For some reason Oden is really not that common in restaurants anywhere. But it is the ultimate Japanese comfort food! Oden is very common in Taiwan because convenience stores like 7-11 widely advertise their Oden whenever the temperature drops. Taiwanese even created their own version of it called "Olen". A raining day like today gives me a great chance to try it out.
The ingredients are simple: hard boiled eggs, daikon (big white radish), konjak (Japanese yam jelly), any kinds of fish cake products, and carrots (optional but I like them). Basically you just slow cook these items in a soup base consist of daishi (bonito fish concentrate), soy sauce, sugar, salt, kelp, cooking wine, and mirin (Janpanese sweet cooking seasoning made from corn syrup and fermented wheat protein).
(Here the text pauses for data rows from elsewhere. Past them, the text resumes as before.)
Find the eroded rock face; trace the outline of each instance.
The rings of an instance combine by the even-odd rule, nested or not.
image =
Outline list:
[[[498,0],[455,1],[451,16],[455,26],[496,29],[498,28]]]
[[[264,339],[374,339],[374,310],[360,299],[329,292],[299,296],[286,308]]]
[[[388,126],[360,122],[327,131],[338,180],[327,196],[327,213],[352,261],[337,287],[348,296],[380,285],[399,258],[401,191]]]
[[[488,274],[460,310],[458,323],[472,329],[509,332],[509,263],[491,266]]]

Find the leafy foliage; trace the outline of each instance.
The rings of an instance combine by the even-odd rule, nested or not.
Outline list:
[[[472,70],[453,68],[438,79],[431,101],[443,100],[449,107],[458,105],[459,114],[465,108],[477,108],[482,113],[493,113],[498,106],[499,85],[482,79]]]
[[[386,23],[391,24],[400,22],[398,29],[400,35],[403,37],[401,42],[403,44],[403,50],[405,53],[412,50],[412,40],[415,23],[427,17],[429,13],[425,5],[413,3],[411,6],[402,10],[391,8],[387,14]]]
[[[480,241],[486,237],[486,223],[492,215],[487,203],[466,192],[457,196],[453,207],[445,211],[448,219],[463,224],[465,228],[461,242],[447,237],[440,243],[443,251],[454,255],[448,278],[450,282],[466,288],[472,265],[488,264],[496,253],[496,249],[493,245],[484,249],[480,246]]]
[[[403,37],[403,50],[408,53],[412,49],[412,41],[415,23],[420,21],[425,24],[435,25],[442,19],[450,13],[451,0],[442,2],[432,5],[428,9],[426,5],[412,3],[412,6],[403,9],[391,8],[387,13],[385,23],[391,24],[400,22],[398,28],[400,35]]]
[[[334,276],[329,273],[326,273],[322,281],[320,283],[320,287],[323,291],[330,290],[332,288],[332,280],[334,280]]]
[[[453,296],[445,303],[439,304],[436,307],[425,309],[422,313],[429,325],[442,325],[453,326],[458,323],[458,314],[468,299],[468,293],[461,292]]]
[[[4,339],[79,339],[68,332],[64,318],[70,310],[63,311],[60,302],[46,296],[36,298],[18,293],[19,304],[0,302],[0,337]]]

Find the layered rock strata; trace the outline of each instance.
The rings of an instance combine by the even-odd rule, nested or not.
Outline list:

The recipe I look up only asking for 40 minutes of slow cook, but my friend's method is to cook it for 30 minutes, leave it to cool down over few hours, then heat it up again. This cooling down process allows the flavour to be absorbed into all the ingredients like sponges soak up water. There are other tips and tricks to create a good pot of Oden, but I will see how my simplified version work out.
The before and after pictures don't look too different... ^^||| but it sure tastes good! The mirin and fish cake gave the soup the sweetness, but the daishi, daikon, and egg created a more complex savoury. Hm....
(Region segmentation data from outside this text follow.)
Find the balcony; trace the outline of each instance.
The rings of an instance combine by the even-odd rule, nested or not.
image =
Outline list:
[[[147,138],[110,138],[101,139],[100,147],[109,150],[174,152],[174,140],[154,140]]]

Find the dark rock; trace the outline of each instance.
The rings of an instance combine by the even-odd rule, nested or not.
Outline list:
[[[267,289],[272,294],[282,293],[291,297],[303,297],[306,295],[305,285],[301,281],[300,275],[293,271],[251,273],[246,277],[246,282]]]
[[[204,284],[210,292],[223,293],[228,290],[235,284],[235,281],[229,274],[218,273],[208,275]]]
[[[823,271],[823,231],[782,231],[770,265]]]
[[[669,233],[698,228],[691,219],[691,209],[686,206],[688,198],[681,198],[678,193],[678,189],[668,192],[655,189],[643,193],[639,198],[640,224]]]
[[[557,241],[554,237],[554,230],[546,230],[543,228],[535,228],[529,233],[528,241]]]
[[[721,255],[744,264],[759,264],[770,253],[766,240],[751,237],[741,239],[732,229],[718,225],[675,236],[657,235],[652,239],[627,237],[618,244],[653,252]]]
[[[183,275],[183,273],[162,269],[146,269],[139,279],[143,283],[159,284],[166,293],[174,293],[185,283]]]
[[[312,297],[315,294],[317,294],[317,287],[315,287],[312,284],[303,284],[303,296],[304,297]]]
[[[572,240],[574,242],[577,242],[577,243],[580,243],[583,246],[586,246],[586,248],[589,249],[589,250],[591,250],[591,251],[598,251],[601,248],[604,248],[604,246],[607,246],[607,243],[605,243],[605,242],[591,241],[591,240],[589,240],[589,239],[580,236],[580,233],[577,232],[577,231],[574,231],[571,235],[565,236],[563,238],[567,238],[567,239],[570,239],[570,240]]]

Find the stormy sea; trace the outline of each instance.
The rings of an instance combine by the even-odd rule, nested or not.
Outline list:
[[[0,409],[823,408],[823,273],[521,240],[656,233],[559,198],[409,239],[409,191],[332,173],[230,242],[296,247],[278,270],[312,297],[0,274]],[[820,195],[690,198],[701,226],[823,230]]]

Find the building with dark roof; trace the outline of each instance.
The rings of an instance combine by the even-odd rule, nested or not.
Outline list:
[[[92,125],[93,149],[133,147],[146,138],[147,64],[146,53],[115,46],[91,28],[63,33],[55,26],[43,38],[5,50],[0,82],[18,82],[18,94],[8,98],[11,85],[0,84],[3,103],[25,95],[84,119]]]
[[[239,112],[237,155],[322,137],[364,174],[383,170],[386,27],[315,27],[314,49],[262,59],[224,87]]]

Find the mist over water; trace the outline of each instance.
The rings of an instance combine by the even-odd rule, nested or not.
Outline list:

Usually you use a little bit of yellow wasabi on you Oden, but I think the green type work just as well... okay okay, I am too lazy to buy another tube of wasabi. Rice and Oden go well together. And I have some raw igname yam (山藥) as a side dish (with bonito fish flake and soy/wasabi sauce). I can say this would be one of my favourite meal.
Thank you, Ray, for teaching me how to make this dish. Now I have successfully replicated it, I can also make this for my other friends!